Catalytic site-selective functionalization of distal C–H bonds represents a formidable challenge in organic synthesis. Particularly, the precise functionalization of distal aromatic C(sp²)–H bonds remains largely unexplored. Here we present a highly para-selective acylation strategy to target ultraremote aryl C(sp²)–H bonds, eight chemical bonds away from an activated functionality, through radical N-heterocyclic carbene organocatalysis. This method is developed on the basis of a unique single-electron pathway involving the site-selective activation of aryl C–H bonds by a nitrogen-centred radical generated in situ. Importantly, this organocatalytic approach shows potential for the functionalization of drugs, amino acids and peptides, thus highlighting its importance for medicinal chemistry. Our investigation encompassed meticulous mechanistic studies, including control experiments and density functional theory calculations, to unravel the intricacies behind the observed site selectivity and shed light on the mechanism of radical N-heterocyclic carbene organocatalysis.
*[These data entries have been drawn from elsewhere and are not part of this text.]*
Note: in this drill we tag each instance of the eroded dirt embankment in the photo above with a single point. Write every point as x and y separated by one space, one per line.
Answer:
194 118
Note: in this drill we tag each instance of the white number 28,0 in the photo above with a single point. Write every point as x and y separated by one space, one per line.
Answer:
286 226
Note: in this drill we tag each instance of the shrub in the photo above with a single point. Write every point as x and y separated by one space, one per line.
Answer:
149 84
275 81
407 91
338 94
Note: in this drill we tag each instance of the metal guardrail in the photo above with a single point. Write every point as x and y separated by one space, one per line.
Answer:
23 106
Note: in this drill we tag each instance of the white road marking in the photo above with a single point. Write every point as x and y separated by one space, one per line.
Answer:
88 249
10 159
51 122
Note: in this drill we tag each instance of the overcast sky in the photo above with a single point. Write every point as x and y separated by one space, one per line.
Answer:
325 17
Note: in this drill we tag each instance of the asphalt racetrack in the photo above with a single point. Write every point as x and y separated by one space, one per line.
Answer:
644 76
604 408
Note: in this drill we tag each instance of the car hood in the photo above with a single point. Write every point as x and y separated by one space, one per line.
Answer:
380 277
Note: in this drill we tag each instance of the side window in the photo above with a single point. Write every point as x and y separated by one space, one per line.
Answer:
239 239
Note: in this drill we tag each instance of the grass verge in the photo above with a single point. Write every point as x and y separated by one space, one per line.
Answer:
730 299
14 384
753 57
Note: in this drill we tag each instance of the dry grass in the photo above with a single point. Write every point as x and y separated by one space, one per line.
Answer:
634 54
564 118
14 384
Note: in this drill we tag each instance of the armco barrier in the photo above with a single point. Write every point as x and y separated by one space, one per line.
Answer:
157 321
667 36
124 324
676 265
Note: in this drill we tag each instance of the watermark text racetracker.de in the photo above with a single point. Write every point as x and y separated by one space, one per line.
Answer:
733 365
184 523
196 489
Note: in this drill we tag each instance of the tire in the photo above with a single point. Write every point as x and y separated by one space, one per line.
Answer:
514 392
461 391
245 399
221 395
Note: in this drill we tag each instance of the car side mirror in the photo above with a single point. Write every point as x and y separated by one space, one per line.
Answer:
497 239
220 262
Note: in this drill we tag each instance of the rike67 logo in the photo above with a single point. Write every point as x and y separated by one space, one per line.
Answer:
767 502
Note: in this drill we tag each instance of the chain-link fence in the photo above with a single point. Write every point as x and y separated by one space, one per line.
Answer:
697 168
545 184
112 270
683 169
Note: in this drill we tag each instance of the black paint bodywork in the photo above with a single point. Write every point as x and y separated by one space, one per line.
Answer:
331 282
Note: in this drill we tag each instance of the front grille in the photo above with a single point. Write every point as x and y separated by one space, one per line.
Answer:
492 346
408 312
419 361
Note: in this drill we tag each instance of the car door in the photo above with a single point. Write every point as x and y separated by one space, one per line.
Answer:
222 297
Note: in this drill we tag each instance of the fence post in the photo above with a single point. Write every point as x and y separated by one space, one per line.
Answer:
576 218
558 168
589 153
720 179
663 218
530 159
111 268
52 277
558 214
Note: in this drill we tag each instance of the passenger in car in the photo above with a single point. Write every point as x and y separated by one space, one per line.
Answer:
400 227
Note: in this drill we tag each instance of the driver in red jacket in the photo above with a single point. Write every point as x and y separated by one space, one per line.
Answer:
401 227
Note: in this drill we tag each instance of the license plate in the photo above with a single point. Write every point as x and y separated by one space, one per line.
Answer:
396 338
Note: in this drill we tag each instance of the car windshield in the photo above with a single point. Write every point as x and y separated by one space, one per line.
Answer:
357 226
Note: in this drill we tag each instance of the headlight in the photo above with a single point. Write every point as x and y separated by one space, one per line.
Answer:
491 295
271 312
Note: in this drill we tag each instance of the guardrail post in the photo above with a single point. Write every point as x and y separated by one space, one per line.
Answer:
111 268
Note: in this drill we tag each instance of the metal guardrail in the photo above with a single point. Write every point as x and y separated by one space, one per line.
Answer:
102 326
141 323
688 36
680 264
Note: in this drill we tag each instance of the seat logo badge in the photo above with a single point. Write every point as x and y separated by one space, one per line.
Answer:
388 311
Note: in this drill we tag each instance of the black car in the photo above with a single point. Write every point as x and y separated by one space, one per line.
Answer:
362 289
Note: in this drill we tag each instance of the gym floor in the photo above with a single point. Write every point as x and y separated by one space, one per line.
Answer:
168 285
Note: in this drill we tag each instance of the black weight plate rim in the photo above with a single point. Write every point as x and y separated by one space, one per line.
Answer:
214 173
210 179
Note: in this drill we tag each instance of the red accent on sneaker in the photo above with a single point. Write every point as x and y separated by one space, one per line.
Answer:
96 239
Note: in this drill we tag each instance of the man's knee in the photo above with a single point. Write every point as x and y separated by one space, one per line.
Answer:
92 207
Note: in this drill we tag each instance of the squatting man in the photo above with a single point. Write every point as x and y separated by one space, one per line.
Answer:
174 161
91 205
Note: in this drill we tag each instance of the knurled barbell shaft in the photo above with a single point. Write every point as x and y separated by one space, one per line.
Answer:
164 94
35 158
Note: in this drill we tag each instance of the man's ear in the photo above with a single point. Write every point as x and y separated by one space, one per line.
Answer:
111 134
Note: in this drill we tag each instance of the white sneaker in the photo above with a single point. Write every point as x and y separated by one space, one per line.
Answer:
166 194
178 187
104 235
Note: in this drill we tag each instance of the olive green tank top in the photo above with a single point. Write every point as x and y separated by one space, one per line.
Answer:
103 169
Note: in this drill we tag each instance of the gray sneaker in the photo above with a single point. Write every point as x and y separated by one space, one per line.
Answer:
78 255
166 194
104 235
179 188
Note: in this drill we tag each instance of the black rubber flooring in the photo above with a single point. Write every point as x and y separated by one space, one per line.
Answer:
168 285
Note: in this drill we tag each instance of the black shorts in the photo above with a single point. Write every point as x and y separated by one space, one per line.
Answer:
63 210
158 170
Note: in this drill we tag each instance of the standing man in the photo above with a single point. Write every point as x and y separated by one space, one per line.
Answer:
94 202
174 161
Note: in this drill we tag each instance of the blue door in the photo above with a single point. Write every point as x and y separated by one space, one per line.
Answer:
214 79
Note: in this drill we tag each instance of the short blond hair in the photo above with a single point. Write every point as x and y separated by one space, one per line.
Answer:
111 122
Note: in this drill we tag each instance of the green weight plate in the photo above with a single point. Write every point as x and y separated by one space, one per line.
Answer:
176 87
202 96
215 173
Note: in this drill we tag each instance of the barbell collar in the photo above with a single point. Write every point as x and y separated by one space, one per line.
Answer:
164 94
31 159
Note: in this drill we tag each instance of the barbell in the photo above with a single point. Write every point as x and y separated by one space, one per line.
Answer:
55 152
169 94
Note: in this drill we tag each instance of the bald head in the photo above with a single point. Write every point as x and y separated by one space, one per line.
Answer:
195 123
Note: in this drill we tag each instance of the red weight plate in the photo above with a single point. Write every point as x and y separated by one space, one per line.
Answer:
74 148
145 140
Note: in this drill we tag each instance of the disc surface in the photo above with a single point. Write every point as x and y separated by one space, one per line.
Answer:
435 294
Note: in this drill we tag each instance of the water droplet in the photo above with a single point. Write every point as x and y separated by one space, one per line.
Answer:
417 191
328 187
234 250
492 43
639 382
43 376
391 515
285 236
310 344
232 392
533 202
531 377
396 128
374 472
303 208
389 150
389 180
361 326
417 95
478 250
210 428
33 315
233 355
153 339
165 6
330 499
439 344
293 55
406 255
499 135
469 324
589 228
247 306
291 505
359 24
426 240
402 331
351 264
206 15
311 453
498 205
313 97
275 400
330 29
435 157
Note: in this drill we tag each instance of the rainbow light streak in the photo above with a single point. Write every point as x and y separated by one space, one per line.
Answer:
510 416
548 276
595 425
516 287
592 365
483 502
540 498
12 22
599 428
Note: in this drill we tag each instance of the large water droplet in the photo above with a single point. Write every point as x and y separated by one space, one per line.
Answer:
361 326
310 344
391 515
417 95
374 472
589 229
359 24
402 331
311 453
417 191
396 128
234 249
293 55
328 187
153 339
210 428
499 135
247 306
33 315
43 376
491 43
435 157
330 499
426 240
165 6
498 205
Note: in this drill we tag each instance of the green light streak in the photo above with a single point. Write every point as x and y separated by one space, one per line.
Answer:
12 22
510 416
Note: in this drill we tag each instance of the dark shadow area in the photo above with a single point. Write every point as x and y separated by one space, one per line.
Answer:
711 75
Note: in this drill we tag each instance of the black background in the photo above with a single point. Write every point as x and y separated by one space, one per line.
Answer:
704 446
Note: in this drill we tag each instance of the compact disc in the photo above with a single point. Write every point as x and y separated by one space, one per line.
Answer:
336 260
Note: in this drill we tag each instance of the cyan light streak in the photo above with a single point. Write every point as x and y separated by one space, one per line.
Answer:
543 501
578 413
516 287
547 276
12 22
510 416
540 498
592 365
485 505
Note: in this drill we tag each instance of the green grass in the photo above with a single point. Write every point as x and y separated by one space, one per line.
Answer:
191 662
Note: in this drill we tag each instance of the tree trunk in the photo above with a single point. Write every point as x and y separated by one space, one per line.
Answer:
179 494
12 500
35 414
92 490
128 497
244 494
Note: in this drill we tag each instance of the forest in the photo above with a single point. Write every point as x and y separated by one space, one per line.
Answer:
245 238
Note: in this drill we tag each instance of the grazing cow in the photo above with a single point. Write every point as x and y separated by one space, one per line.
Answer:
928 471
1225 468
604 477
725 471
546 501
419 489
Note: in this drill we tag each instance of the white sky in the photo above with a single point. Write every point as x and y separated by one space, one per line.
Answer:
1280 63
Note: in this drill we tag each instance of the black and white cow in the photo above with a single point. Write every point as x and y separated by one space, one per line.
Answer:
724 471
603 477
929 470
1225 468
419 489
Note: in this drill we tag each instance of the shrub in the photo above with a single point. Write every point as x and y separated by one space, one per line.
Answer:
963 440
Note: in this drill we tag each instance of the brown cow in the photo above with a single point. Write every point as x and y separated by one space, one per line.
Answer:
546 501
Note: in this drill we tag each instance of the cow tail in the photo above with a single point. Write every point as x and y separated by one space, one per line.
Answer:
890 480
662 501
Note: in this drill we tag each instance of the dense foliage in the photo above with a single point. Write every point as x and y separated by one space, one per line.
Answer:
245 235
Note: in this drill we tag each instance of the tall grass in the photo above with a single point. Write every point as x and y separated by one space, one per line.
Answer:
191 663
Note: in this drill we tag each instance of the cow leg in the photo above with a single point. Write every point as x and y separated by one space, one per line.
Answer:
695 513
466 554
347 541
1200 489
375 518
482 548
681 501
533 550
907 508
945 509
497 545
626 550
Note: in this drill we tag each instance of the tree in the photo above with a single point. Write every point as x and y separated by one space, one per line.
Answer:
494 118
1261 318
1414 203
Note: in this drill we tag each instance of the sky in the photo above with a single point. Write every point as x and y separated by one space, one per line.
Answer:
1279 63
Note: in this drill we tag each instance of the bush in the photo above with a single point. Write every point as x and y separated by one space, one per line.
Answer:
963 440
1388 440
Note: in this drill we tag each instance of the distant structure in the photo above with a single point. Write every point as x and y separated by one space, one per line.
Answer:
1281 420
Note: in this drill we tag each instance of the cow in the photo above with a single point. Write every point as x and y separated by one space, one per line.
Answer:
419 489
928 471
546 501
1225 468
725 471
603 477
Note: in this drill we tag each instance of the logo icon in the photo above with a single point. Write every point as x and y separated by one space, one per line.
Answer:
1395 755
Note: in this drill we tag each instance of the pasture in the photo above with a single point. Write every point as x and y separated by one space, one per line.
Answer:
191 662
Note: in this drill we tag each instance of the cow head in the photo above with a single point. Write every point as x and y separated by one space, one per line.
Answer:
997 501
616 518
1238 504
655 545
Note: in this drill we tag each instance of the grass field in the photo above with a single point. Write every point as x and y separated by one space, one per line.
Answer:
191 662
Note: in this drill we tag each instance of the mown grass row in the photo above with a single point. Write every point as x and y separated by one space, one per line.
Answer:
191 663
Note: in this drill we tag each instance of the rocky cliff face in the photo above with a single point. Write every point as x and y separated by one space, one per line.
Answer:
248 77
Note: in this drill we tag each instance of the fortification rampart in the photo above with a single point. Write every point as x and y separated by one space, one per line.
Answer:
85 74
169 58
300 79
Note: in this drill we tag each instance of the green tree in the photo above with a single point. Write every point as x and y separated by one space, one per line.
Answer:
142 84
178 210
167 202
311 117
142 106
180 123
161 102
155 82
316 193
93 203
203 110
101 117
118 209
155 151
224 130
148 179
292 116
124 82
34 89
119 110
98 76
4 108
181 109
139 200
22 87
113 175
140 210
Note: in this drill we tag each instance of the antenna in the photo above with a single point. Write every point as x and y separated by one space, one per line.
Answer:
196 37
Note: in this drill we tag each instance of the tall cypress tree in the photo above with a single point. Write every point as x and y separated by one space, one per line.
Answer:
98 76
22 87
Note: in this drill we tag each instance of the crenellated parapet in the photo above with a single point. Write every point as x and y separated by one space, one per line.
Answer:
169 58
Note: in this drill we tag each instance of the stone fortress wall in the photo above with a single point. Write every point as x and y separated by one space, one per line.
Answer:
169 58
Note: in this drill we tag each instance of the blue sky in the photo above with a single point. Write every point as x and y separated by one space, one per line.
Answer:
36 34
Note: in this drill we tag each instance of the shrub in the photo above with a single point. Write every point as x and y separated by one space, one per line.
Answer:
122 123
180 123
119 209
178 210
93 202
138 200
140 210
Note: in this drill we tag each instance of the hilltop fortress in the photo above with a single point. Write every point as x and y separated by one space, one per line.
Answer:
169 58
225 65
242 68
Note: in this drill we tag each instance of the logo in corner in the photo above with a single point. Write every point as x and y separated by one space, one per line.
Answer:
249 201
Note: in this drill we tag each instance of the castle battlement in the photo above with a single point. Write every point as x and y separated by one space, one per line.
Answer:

远端 C-H 键的催化位点选择性官能化是有机合成中的一个巨大挑战。特别是，远端芳香族 C( sp ² )–H 键的精确功能化在很大程度上仍未得到探索。在这里，我们提出了一种高度对位选择性酰化策略，通过自由基N-杂环卡宾有机催化，靶向超远程芳基C( sp ² )–H键，即距离活化官能团八个化学键。该方法是基于独特的单电子途径开发的，涉及通过原位产生的以氮为中心的自由基对芳基 C-H 键进行位点选择性激活。重要的是，这种有机催化方法显示出药物、氨基酸和肽功能化的潜力，从而凸显了其对药物化学的重要性。我们的研究包括细致的机理研究，包括控制实验和密度泛函理论计算，以揭示观察到的位点选择性背后的复杂性，并揭示自由基 N-杂环卡宾有机催化的机制。